Tasting Note: This young Riesling has the pristine clarity of a crisp Spring morning. Pale straw and lime yellow. The nose is ultra cool and pure with subtle notes of lime cordial, crunchy white peaches, fresh lemon grass, limestone minerality and dusty mandarine citrus. So pure and seductive. The palate is every bit as vibrant, laden with lime peel, lemon Bon Bon boiled sweets, wet chalk, green apple peel and subtle mixed dried Thyme herbs and lime pastille length. Crystalline and mineral, this fresh zippy Riesling sucks you into its tractor beam and does not release you until the bottle is finished. A classic, fresh, bone dry Clare Valley version that shows dry Aussie Riesling at its very best. Keep or drink over 10 years. 

(Wine Safari Score: 94/100 Greg Sherwood MW)

Old dogs don’t need new tricks…

I can’t claim to drink massive amounts of Australian wine. Why would I when there is so much exciting, well priced South African kit on the market in the UK.

But when I do drink an Aussie bottle, 9 out of 10 times it will be a cooler climate expression from Victoria, Adelaide Hills, or WA (Western Australia).

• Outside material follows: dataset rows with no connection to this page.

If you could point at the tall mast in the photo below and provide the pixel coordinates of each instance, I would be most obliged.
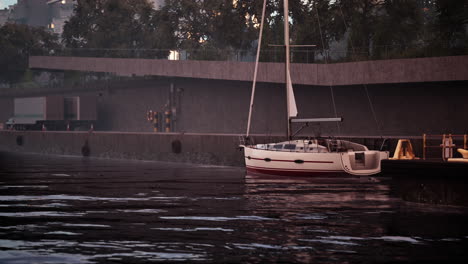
(288, 63)
(256, 69)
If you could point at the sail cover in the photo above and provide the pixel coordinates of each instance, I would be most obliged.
(292, 108)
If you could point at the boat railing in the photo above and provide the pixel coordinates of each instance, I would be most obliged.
(449, 142)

Today was a Margaret River kind of day!

David Hohnen is an old dog of the Aussie wine trade and practically invented winemaking in Margaret River and half of New Zealand with the creation of the Cape Mentelle brand in Oz and Cloudy Bay in New Zealand. Today his focus is firmly on his McHenry Hohnen estate wines.

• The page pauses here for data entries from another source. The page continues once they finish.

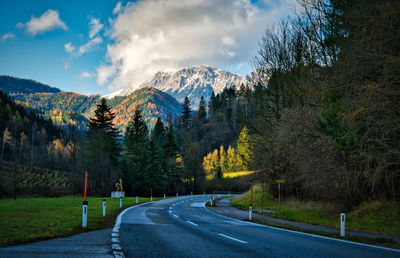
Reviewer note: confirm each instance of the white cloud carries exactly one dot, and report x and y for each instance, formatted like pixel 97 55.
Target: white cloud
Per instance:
pixel 151 36
pixel 7 36
pixel 85 75
pixel 95 27
pixel 89 45
pixel 49 20
pixel 94 39
pixel 69 48
pixel 104 72
pixel 117 8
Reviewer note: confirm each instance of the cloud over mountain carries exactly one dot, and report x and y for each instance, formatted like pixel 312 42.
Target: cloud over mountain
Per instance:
pixel 49 20
pixel 151 36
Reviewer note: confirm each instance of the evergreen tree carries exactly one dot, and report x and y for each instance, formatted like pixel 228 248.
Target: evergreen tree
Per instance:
pixel 202 112
pixel 215 162
pixel 173 160
pixel 243 149
pixel 103 149
pixel 223 162
pixel 156 173
pixel 186 115
pixel 231 159
pixel 159 132
pixel 136 153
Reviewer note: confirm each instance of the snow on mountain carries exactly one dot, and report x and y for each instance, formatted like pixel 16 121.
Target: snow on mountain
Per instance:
pixel 194 82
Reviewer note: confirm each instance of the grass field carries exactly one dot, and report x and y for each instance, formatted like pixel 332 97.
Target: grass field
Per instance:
pixel 237 174
pixel 377 216
pixel 30 219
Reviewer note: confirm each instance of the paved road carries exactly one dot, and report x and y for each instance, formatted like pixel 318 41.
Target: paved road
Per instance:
pixel 183 227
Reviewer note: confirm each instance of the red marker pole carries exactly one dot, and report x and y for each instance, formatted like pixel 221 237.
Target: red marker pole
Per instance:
pixel 120 199
pixel 251 204
pixel 84 208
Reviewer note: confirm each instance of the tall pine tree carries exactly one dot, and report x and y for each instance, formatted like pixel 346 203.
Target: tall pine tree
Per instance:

Never one for frivolous chatter or too much smiling, David is a lovely, deep, mysterious kind of character who makes tantalisingly fresh wines with a real purity and a sense of place. His top end estate wines ooze class and Margaret River typicity. 

David’s Tiger Country 2010 is a fantastic blend of Tempranillo, Petit Verdot and Graciano and shows beautiful aromas of black forest fruits, dark chocolate liqueurs and spicy berries. The palate is restrained and multi-layered with a real mineral presence of crushed gravel and graphite and finishes in a harmonic medley of black fruits, chalky tannins and fine balancing acidity.  (Wine Safari Score: 93+/100 Greg Sherwood MW)

I always love catching up with David in London as invariably the banter eventually drifts in multiple, exotic directions. Today was no different… working in New Zealand, the Isabel Estate, gun auctions, and hunting in the creeks of Margaret River. Classic!